Prior to that project we’d delivered plenty of relatively simple work and been through requirements, design, code, unit test, integration, system test, documentation etc many times. We were generally a “pretty good” team.

We hired a new member – a very experienced and hands-on architect. He brought a whole load of knowledge we were looking for to the team and more…

After being on board about 2 weeks he called a meeting with the entire team. Hauled us into a room and pointed out just how poor we were at proper design. Moreover he took control of the situation, developed a series of design spec templates, guidance and examples, got the team fully ramped up on UML, capturing design decisions, practices, patterns – the works.

Using our new design knowledge and tools, we moved onto the first critical phase of our green-field project in 2 groups.

Group 1 had to get a working proof of concept to the customer in a matter of weeks, group 2 needed to start designing the way more complex second round of features.

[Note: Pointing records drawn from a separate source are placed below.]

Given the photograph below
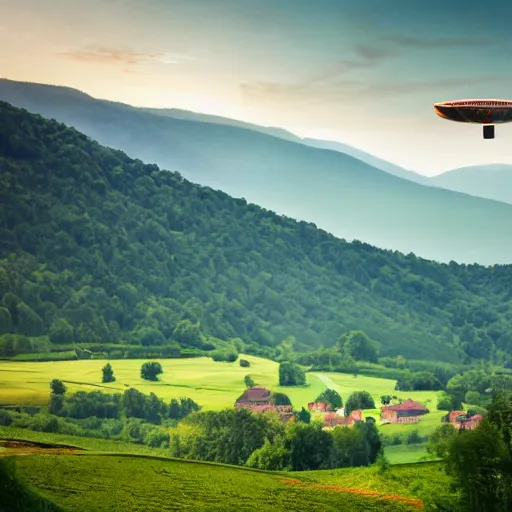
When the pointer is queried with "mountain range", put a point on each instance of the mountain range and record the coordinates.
(492, 181)
(350, 197)
(100, 248)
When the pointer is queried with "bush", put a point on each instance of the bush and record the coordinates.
(151, 370)
(225, 355)
(359, 400)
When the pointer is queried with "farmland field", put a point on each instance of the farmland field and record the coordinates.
(214, 385)
(97, 483)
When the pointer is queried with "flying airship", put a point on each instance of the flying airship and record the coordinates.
(486, 112)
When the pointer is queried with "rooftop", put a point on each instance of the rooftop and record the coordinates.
(408, 405)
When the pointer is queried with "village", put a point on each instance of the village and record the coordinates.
(260, 399)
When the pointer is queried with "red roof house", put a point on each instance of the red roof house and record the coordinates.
(408, 411)
(253, 397)
(319, 406)
(332, 419)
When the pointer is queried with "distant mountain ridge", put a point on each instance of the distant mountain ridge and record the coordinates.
(339, 193)
(493, 181)
(98, 248)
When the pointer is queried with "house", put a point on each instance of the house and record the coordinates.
(461, 420)
(406, 412)
(331, 419)
(471, 422)
(259, 399)
(319, 407)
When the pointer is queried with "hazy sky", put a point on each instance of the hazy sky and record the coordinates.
(364, 72)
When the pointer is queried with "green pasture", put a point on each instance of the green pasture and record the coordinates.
(214, 385)
(407, 453)
(110, 483)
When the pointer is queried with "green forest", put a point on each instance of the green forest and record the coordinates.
(97, 249)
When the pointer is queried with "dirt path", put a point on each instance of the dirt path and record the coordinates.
(362, 492)
(9, 447)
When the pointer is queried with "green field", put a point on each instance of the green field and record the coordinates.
(113, 472)
(91, 483)
(214, 385)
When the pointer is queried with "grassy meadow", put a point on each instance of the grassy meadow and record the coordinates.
(214, 385)
(97, 483)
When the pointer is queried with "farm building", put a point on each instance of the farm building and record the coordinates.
(461, 420)
(259, 399)
(406, 412)
(318, 407)
(471, 422)
(332, 419)
(255, 396)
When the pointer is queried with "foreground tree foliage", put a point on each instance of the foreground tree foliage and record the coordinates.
(262, 440)
(480, 460)
(99, 248)
(107, 373)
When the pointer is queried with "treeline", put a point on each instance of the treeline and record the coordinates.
(129, 416)
(479, 460)
(262, 440)
(98, 248)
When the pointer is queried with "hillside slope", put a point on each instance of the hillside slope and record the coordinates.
(372, 160)
(339, 193)
(119, 250)
(492, 181)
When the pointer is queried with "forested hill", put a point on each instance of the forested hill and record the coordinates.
(341, 194)
(98, 247)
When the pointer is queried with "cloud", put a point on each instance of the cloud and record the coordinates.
(102, 55)
(438, 42)
(344, 91)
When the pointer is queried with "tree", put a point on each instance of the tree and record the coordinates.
(61, 331)
(57, 387)
(359, 400)
(480, 460)
(304, 416)
(291, 374)
(108, 373)
(331, 397)
(271, 456)
(151, 370)
(359, 346)
(385, 399)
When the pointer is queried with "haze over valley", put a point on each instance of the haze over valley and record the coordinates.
(341, 194)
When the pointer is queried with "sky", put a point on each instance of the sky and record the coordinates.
(362, 72)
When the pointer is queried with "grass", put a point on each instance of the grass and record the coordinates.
(406, 453)
(87, 443)
(214, 385)
(410, 480)
(96, 483)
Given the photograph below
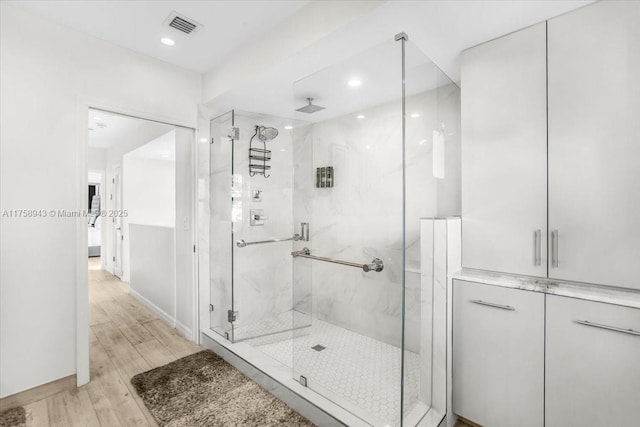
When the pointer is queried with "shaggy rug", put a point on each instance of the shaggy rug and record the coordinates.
(14, 417)
(204, 390)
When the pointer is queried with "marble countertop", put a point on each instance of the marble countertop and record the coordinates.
(607, 294)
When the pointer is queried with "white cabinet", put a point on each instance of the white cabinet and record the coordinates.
(504, 154)
(590, 176)
(594, 144)
(498, 355)
(592, 364)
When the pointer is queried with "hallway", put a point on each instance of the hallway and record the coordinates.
(126, 339)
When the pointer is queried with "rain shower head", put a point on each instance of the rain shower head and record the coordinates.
(309, 109)
(267, 134)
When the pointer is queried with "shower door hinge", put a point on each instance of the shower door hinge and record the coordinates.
(234, 133)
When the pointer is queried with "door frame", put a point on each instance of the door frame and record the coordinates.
(83, 105)
(116, 204)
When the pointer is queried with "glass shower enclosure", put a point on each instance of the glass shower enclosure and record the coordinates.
(315, 229)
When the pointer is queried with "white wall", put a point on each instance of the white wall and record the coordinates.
(153, 279)
(148, 197)
(147, 132)
(96, 158)
(184, 240)
(52, 72)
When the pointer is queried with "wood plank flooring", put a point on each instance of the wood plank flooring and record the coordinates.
(125, 339)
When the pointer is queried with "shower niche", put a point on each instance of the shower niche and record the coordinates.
(356, 332)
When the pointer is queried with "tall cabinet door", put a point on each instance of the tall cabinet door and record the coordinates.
(594, 144)
(504, 154)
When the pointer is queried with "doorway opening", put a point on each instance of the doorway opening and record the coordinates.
(140, 197)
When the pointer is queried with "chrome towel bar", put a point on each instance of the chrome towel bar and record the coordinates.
(490, 304)
(242, 243)
(376, 264)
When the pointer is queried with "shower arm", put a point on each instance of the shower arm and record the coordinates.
(376, 264)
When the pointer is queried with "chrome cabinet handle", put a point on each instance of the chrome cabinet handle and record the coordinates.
(607, 327)
(490, 304)
(554, 248)
(537, 247)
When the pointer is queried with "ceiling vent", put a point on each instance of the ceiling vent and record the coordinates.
(181, 23)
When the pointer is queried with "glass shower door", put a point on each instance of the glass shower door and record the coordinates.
(220, 225)
(348, 279)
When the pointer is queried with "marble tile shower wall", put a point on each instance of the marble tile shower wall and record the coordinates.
(262, 273)
(360, 218)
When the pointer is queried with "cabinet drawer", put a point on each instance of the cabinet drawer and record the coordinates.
(498, 355)
(592, 364)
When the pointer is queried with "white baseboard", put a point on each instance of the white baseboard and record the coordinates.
(185, 331)
(182, 329)
(166, 317)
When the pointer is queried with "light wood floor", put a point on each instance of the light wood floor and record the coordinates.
(126, 339)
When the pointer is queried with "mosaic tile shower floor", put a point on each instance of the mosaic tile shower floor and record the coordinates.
(361, 370)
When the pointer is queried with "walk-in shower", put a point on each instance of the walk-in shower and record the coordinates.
(319, 268)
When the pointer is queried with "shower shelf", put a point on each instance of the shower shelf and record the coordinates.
(258, 158)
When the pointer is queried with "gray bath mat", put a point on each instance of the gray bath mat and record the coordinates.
(14, 417)
(204, 390)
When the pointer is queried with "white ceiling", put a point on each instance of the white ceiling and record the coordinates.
(441, 30)
(108, 129)
(161, 148)
(138, 25)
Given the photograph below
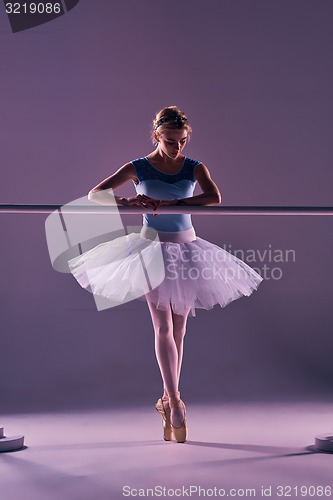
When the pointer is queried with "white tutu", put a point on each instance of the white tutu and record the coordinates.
(188, 272)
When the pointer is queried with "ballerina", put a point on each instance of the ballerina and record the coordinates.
(198, 274)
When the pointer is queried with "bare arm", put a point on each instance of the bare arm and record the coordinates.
(99, 193)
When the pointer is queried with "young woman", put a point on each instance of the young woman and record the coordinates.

For group 1 (a small pilot team of 2), one of the team did about a week’s research, wrote up the basics and hit the ground running (no real design). Group 2 were not allowed to touch a line of code until the designs were complete!

From memory, start to finish; that first phase took about 3 months.

After the initial work was completed, both groups 1 & 2 progressed onto the next round of features based on the design efforts group 2 had completed.

After about 2 weeks we realized we were having to sacrifice one of the team (our feature lead!) almost full-time to maintain the designs. Coding was completed in a total of about 6 weeks. The fastest coding turnaround we’d ever had for something of this scale and the functionality was way harder than the first round of work.

After our crash-course in the pain of full-on software design,  our architect reconvened the team to lead a design practices brainstorming session.

“OK, now you know how to do proper software design; of the tools, practices and documents you used, which do you want to keep and which do you want to ditch?”

Our management seemed to have had the foresight to allow our architect this social experiment knowing full-well that the net result would be a major overall team improvement (the same manager also helped us develop successful business cases for major refactoring efforts – a pretty forward thinking guy).

So what did we keep and what was our philosophy?

Philosophy first:

The greatest value in design after the fact is not in what was implemented but why we chose to do it that way (and why not another way).

The second greatest value in design after the fact is for team members (especially new joiners or maintainers) to get a foothold into the codebase and be able to navigate around safely.

With these cornerstones in mind we kept a few things…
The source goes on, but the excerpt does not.